Saint Francis Medical Center College of Nursing
- Type: Private
- Established: November 1985
- Accreditation: Commission on Collegiate Nursing Education
- Location: 511 East Greenleaf Street, Peoria, Illinois, 61603, United States
- Campus: Urban;
- Website: www.osfhealthcare.org/education/saint-francis-medical-center-college-of-nursing

= Saint Francis Medical Center College of Nursing =

Nursing school in Peoria, Illinois, US

Saint Francis Medical Center College of Nursing is an American two-year private nursing school located in Peoria, Illinois. It was established in 1985. The college offers bachelor's, master's, and doctoral degrees.

== History ==
Saint Francis Medical Center College of Nursing is a private nursing school founded in 1985. However, originated as the St. Francis Hospital School of Nursing in 1905, founded by the Sisters of the Third Order of St. Francis in Peoria, Illinois to train the sisters in nursing. The State of Illinois approved the school's diploma program in 1915. Three years later, in 1918, the nursing school opened to lay students.

The St. Francis Hospital School of Nursing was accredited by the National League for Nursing in 1950. However, it graduated its last class in 1987, after graduating some 3,400 students through its diploma program.

Saint Francis Medical Center College of Nursing was established as a baccalaureate institution in November 1985, approved by the State of Illinois. Its first students enrolled in August 1986, and graduated in May 1988. The college added its Master of Science in nursing degree in 2000. This was followed by a Doctor of Nursing Practice degree in 2009.

== Campus ==
Saint Francis Medical Center College of Nursing is located in an urban setting in Peoria, Illinois, adjacent to the OSF Saint Francis Medical Center. Its address is 511 East Greenleaf Street in Peoria, Illinois 61603.

== Academics ==
Saint Francis Medical Center College of Nursing is accredited by the Commission on Collegiate Nursing Education. In 2026, U.S. News & World Report ranked the college 385 for nursing schools.
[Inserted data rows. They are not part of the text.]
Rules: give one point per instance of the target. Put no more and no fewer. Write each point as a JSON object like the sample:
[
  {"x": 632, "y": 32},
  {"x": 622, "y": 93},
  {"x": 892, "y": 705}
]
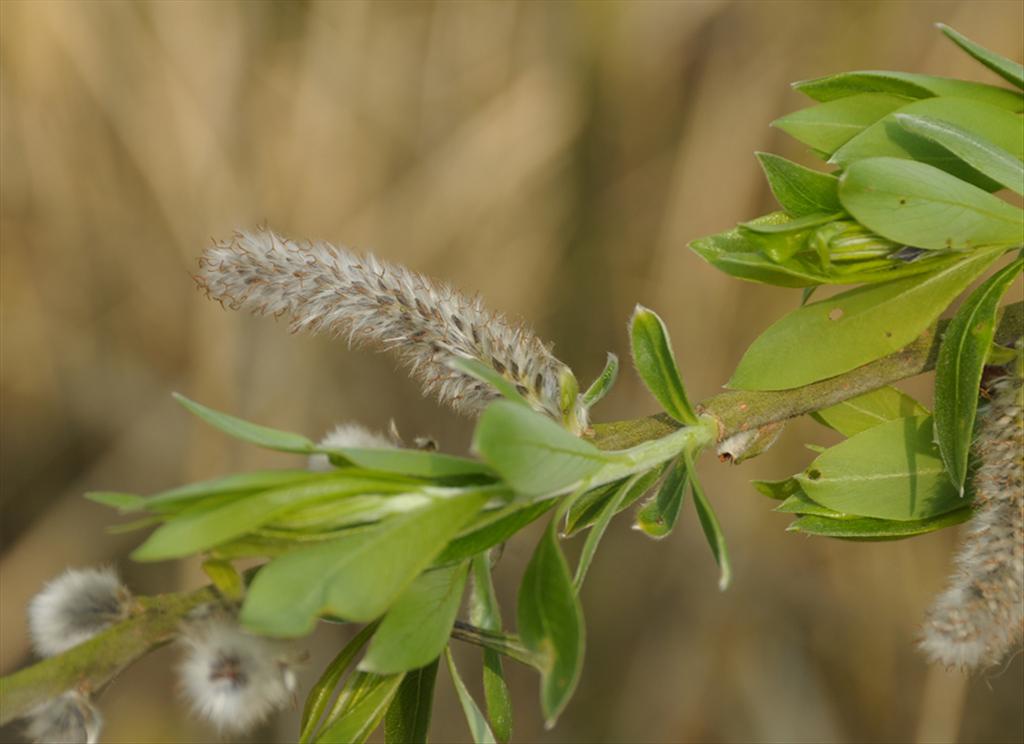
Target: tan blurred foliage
[{"x": 554, "y": 157}]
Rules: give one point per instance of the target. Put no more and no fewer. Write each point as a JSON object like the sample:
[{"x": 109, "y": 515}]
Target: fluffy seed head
[
  {"x": 347, "y": 435},
  {"x": 323, "y": 288},
  {"x": 74, "y": 607},
  {"x": 979, "y": 619},
  {"x": 231, "y": 679},
  {"x": 71, "y": 718}
]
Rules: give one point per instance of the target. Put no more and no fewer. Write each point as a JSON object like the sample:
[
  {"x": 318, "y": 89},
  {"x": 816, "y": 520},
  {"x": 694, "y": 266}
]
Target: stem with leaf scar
[{"x": 93, "y": 664}]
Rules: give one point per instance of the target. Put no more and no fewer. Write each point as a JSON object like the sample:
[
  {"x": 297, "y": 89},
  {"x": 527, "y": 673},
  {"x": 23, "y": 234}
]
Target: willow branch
[
  {"x": 93, "y": 664},
  {"x": 739, "y": 410},
  {"x": 89, "y": 666}
]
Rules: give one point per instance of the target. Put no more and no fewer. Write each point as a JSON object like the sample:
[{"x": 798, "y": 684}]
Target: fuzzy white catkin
[
  {"x": 74, "y": 607},
  {"x": 347, "y": 435},
  {"x": 979, "y": 619},
  {"x": 233, "y": 680},
  {"x": 321, "y": 287},
  {"x": 70, "y": 718}
]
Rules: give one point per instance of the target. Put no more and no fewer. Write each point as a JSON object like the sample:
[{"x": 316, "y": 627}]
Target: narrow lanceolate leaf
[
  {"x": 408, "y": 718},
  {"x": 957, "y": 372},
  {"x": 370, "y": 703},
  {"x": 658, "y": 516},
  {"x": 550, "y": 621},
  {"x": 321, "y": 694},
  {"x": 888, "y": 138},
  {"x": 600, "y": 387},
  {"x": 656, "y": 363},
  {"x": 865, "y": 528},
  {"x": 710, "y": 525},
  {"x": 484, "y": 613},
  {"x": 532, "y": 454},
  {"x": 196, "y": 531},
  {"x": 416, "y": 629},
  {"x": 253, "y": 433},
  {"x": 586, "y": 510},
  {"x": 1006, "y": 69},
  {"x": 478, "y": 728},
  {"x": 356, "y": 577},
  {"x": 921, "y": 206},
  {"x": 827, "y": 127},
  {"x": 854, "y": 416},
  {"x": 798, "y": 189},
  {"x": 891, "y": 471},
  {"x": 982, "y": 155},
  {"x": 834, "y": 336},
  {"x": 414, "y": 463},
  {"x": 910, "y": 85},
  {"x": 597, "y": 531}
]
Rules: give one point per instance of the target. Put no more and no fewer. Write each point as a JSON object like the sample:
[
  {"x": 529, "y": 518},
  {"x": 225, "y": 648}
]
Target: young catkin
[
  {"x": 980, "y": 616},
  {"x": 322, "y": 288}
]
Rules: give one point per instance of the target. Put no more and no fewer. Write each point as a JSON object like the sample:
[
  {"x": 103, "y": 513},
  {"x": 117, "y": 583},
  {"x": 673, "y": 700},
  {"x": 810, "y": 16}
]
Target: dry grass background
[{"x": 556, "y": 158}]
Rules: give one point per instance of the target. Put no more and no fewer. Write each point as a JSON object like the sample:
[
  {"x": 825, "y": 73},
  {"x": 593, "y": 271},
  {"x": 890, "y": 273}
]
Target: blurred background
[{"x": 555, "y": 158}]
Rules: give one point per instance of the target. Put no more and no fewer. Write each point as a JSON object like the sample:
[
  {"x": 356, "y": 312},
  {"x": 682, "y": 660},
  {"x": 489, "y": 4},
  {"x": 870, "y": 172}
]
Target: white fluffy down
[
  {"x": 347, "y": 435},
  {"x": 231, "y": 679},
  {"x": 74, "y": 607},
  {"x": 71, "y": 718}
]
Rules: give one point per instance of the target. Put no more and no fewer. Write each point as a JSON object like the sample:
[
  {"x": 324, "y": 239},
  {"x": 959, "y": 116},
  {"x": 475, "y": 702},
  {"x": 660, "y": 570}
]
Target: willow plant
[{"x": 369, "y": 531}]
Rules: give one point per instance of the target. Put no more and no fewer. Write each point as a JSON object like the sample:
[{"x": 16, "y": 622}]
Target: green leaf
[
  {"x": 484, "y": 613},
  {"x": 909, "y": 85},
  {"x": 800, "y": 502},
  {"x": 987, "y": 158},
  {"x": 798, "y": 189},
  {"x": 371, "y": 701},
  {"x": 416, "y": 629},
  {"x": 494, "y": 527},
  {"x": 891, "y": 471},
  {"x": 600, "y": 387},
  {"x": 834, "y": 336},
  {"x": 321, "y": 694},
  {"x": 408, "y": 718},
  {"x": 356, "y": 577},
  {"x": 1007, "y": 69},
  {"x": 239, "y": 483},
  {"x": 778, "y": 490},
  {"x": 225, "y": 578},
  {"x": 201, "y": 530},
  {"x": 531, "y": 452},
  {"x": 656, "y": 364},
  {"x": 888, "y": 138},
  {"x": 957, "y": 372},
  {"x": 586, "y": 510},
  {"x": 919, "y": 205},
  {"x": 710, "y": 525},
  {"x": 416, "y": 463},
  {"x": 827, "y": 127},
  {"x": 610, "y": 509},
  {"x": 550, "y": 621},
  {"x": 657, "y": 517},
  {"x": 864, "y": 528},
  {"x": 854, "y": 416},
  {"x": 477, "y": 724},
  {"x": 253, "y": 433},
  {"x": 738, "y": 254}
]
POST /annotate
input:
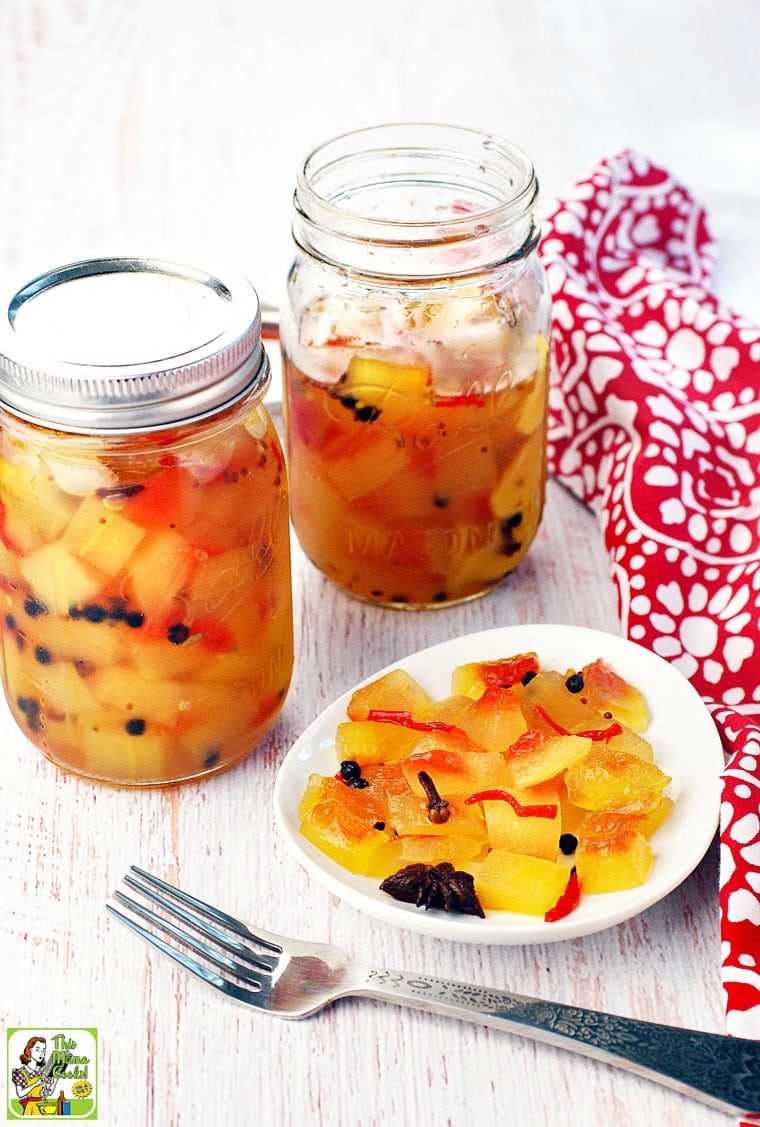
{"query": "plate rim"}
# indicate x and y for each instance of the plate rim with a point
(510, 929)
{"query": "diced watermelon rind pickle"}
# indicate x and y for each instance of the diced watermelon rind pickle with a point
(161, 561)
(417, 477)
(526, 796)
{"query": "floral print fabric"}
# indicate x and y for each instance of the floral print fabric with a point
(655, 424)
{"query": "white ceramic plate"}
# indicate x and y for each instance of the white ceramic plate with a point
(686, 745)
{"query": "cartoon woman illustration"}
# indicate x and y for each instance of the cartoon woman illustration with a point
(33, 1084)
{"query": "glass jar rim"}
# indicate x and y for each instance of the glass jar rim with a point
(467, 149)
(461, 201)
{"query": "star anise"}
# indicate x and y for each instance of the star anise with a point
(434, 886)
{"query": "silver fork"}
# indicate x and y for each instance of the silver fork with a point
(292, 978)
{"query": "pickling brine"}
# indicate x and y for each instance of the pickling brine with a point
(146, 596)
(144, 560)
(416, 378)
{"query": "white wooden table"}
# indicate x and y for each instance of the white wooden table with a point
(179, 123)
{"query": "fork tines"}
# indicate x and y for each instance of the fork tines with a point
(244, 963)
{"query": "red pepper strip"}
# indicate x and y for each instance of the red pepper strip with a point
(388, 716)
(567, 901)
(545, 810)
(461, 401)
(595, 734)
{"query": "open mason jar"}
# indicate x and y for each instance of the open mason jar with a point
(415, 343)
(144, 561)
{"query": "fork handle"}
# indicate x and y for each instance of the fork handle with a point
(722, 1072)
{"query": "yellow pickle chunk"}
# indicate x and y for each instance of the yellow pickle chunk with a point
(517, 792)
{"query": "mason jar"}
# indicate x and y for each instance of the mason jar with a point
(415, 345)
(144, 562)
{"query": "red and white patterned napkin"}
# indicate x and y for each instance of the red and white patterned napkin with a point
(655, 424)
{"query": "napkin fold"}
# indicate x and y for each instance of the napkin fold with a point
(654, 422)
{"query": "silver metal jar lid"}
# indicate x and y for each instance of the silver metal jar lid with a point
(129, 344)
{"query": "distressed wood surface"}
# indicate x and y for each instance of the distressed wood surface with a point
(179, 123)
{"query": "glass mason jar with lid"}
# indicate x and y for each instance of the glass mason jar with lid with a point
(144, 562)
(415, 343)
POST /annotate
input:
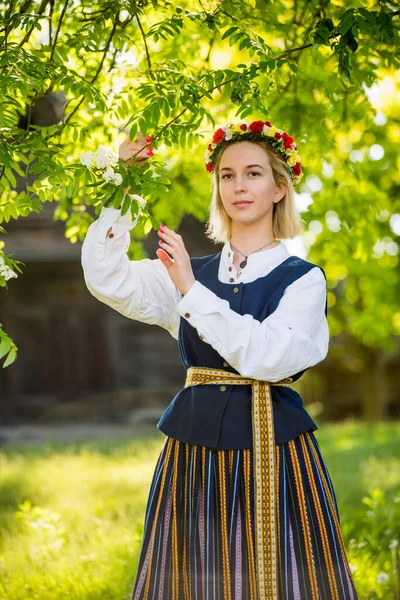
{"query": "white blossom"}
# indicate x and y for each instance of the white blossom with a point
(105, 157)
(382, 577)
(141, 200)
(86, 159)
(117, 179)
(7, 273)
(109, 174)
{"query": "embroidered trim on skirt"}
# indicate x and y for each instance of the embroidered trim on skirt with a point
(199, 540)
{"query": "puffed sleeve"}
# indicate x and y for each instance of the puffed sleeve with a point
(294, 337)
(141, 289)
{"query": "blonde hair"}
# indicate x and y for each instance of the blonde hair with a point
(286, 220)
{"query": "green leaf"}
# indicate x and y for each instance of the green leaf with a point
(10, 358)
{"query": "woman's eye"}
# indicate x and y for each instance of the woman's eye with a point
(250, 173)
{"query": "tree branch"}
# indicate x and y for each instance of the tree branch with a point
(145, 46)
(40, 11)
(60, 20)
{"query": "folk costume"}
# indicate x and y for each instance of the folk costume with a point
(241, 504)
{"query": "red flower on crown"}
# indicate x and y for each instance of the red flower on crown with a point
(285, 147)
(288, 141)
(218, 136)
(256, 126)
(297, 169)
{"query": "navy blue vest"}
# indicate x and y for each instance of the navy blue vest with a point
(205, 415)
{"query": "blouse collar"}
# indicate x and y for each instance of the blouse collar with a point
(263, 260)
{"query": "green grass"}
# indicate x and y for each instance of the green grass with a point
(71, 516)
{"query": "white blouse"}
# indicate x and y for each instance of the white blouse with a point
(294, 337)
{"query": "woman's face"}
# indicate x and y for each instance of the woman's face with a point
(245, 175)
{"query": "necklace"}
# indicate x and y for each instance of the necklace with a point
(244, 262)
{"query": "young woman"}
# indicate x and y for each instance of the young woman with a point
(241, 504)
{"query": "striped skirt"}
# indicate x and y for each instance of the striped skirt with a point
(199, 539)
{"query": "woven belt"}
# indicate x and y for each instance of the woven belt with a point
(264, 468)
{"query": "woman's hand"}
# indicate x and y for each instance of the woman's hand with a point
(128, 149)
(180, 269)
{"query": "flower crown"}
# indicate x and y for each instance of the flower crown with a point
(256, 130)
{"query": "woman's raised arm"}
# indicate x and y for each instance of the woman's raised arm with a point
(139, 289)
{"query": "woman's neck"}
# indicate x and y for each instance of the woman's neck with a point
(248, 239)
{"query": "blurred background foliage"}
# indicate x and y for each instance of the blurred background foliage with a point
(326, 72)
(84, 544)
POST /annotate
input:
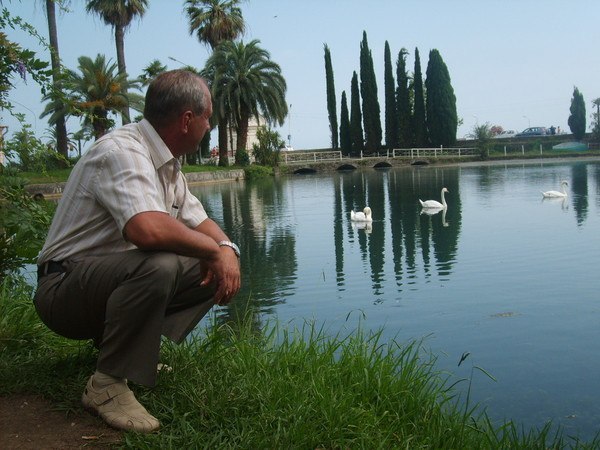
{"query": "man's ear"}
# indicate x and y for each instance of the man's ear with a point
(185, 120)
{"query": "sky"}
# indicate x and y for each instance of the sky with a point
(512, 63)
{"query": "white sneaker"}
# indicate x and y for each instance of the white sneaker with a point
(118, 407)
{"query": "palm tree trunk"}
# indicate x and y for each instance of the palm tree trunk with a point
(223, 158)
(120, 41)
(61, 127)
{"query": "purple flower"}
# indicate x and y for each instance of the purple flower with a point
(22, 70)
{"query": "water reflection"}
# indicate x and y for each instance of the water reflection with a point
(451, 274)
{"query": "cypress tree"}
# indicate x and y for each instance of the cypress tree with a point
(418, 116)
(391, 117)
(442, 119)
(403, 101)
(356, 132)
(368, 92)
(331, 106)
(345, 136)
(577, 118)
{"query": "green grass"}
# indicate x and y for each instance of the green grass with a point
(240, 387)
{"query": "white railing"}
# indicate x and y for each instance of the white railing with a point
(299, 156)
(296, 156)
(434, 152)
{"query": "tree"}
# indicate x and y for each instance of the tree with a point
(345, 134)
(577, 118)
(418, 117)
(391, 112)
(331, 106)
(216, 21)
(368, 92)
(442, 119)
(596, 119)
(246, 83)
(92, 94)
(151, 71)
(403, 106)
(483, 134)
(61, 127)
(266, 151)
(356, 132)
(119, 14)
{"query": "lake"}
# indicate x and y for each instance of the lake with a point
(503, 274)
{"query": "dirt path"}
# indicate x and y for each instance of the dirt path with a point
(29, 422)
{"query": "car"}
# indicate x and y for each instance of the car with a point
(506, 134)
(533, 131)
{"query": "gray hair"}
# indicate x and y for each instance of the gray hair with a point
(172, 93)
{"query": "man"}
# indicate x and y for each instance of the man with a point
(131, 255)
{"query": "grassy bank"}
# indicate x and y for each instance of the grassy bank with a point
(238, 387)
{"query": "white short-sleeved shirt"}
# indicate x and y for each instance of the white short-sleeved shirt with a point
(126, 172)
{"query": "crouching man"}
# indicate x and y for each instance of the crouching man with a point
(131, 255)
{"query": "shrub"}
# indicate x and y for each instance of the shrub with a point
(266, 152)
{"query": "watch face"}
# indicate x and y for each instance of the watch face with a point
(235, 248)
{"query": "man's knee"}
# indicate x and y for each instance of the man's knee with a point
(162, 268)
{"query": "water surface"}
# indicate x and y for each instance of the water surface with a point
(504, 275)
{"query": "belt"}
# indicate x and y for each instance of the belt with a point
(50, 267)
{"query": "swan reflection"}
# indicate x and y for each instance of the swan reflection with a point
(563, 201)
(433, 211)
(366, 226)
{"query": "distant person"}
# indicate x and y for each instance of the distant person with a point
(131, 254)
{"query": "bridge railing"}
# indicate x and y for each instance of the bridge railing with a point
(302, 156)
(296, 156)
(434, 152)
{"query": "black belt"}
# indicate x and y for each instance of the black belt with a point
(50, 267)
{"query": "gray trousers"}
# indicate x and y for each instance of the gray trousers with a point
(125, 302)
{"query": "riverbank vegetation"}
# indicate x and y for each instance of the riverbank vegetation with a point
(238, 384)
(235, 386)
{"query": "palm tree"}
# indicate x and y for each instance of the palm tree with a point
(216, 21)
(246, 83)
(92, 94)
(119, 14)
(61, 127)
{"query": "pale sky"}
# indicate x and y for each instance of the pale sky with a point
(512, 63)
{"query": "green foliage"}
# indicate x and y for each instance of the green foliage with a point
(255, 172)
(266, 151)
(242, 158)
(368, 92)
(31, 153)
(331, 103)
(577, 118)
(391, 110)
(419, 138)
(403, 101)
(356, 131)
(483, 134)
(345, 133)
(442, 119)
(24, 223)
(16, 61)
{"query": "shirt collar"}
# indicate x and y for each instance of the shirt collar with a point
(159, 152)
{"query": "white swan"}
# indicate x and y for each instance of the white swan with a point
(557, 194)
(364, 216)
(435, 203)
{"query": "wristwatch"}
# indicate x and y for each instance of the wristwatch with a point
(235, 248)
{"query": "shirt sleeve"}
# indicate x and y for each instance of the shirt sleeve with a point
(191, 212)
(127, 184)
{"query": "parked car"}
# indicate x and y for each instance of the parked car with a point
(533, 131)
(506, 134)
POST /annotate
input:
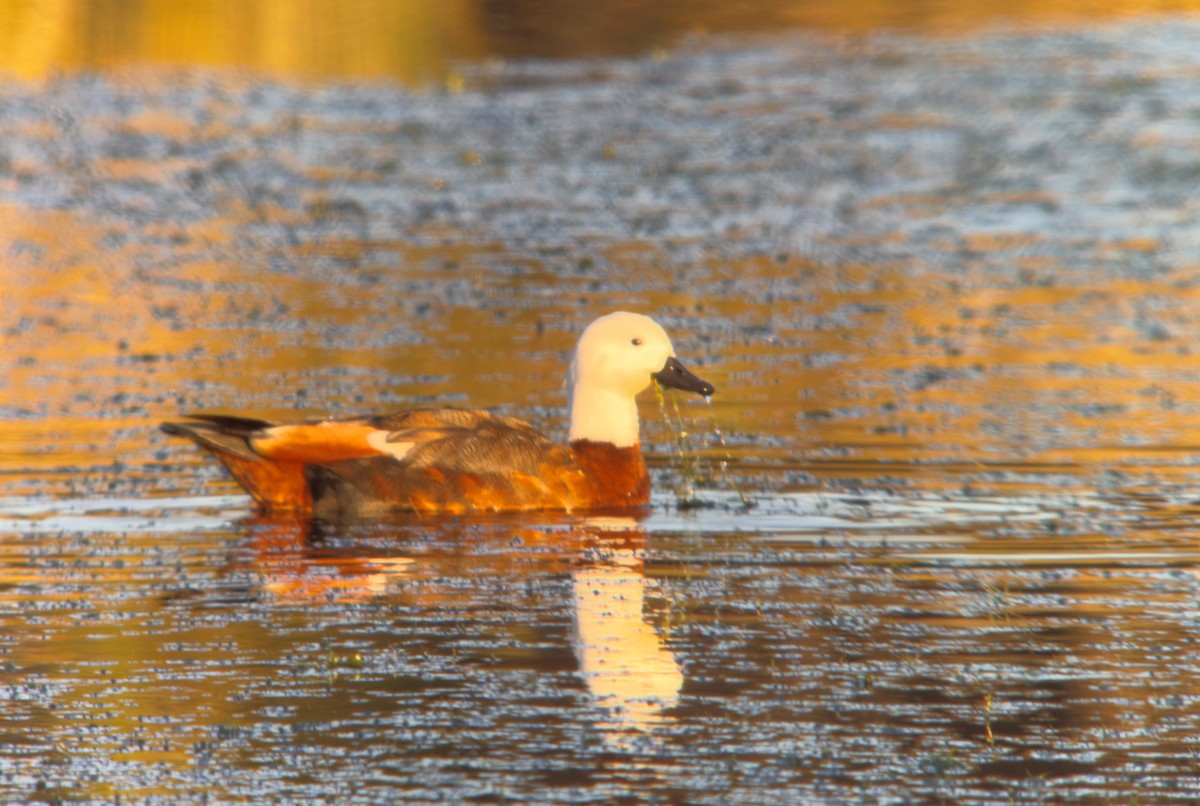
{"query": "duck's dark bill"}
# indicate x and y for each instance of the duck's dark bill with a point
(676, 376)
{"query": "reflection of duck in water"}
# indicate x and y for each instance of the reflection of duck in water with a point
(463, 459)
(627, 667)
(630, 672)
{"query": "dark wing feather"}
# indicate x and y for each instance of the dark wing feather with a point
(467, 440)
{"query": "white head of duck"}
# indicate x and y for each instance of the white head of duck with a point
(617, 358)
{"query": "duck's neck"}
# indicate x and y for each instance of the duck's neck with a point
(603, 416)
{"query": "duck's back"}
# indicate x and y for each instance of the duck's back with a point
(451, 461)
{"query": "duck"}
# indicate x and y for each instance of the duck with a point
(455, 461)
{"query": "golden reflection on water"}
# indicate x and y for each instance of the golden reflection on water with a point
(420, 42)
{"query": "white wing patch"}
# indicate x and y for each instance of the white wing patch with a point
(378, 440)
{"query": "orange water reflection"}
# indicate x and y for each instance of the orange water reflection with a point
(420, 42)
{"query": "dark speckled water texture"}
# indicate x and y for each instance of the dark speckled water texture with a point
(946, 286)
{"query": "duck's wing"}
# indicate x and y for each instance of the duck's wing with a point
(421, 458)
(462, 440)
(450, 461)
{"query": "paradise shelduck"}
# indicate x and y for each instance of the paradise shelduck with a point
(463, 459)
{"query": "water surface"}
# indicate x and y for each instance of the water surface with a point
(946, 290)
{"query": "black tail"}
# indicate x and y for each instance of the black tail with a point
(219, 433)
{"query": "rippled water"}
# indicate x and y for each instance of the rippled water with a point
(946, 290)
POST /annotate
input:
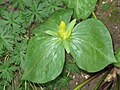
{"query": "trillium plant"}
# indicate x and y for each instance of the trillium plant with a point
(68, 31)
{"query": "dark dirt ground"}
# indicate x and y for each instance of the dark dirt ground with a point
(111, 18)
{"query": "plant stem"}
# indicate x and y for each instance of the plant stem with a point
(85, 82)
(25, 85)
(94, 15)
(101, 80)
(117, 83)
(4, 87)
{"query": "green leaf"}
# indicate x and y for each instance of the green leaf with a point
(44, 59)
(117, 64)
(54, 21)
(82, 8)
(91, 45)
(71, 25)
(66, 46)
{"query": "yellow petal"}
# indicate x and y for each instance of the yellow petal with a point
(62, 26)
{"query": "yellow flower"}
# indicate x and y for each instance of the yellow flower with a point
(62, 32)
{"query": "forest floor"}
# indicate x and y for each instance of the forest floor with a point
(107, 11)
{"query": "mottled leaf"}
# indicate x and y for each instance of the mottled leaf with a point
(117, 64)
(82, 8)
(91, 45)
(45, 59)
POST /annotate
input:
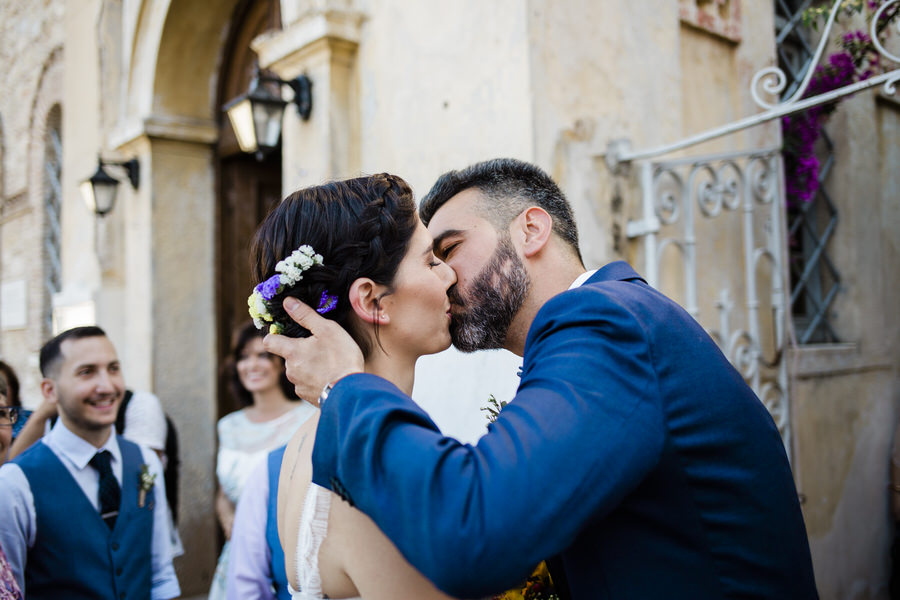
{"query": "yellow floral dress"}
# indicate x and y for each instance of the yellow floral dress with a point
(539, 586)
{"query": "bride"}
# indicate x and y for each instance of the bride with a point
(357, 251)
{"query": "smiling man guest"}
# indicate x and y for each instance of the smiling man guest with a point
(84, 511)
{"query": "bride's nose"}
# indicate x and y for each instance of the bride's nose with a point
(447, 274)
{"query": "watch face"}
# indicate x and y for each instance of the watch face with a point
(324, 395)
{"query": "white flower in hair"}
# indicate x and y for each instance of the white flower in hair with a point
(291, 272)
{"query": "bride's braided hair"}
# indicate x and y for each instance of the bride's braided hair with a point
(361, 227)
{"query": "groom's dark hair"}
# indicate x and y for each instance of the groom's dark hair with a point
(510, 186)
(51, 352)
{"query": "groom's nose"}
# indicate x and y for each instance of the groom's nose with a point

Saint Francis Medical Center College of Nursing offers a certificate and bachelor's, master's, and doctoral degrees. Its four-year nursing program is affiliated with Monmouth College.

In the fall of 2024, the college had 273 undergraduate students and 332 graduate students. These included 85 percent females and 15 percent males. Of that, 85 percent were white, 5 percent were Black, 5 percent were Hispanic, and 3 percent were Asian. Fifteen percent of the students live on campus.

The college has a chapter of the Sigma Theta Tau international honor society for nursing.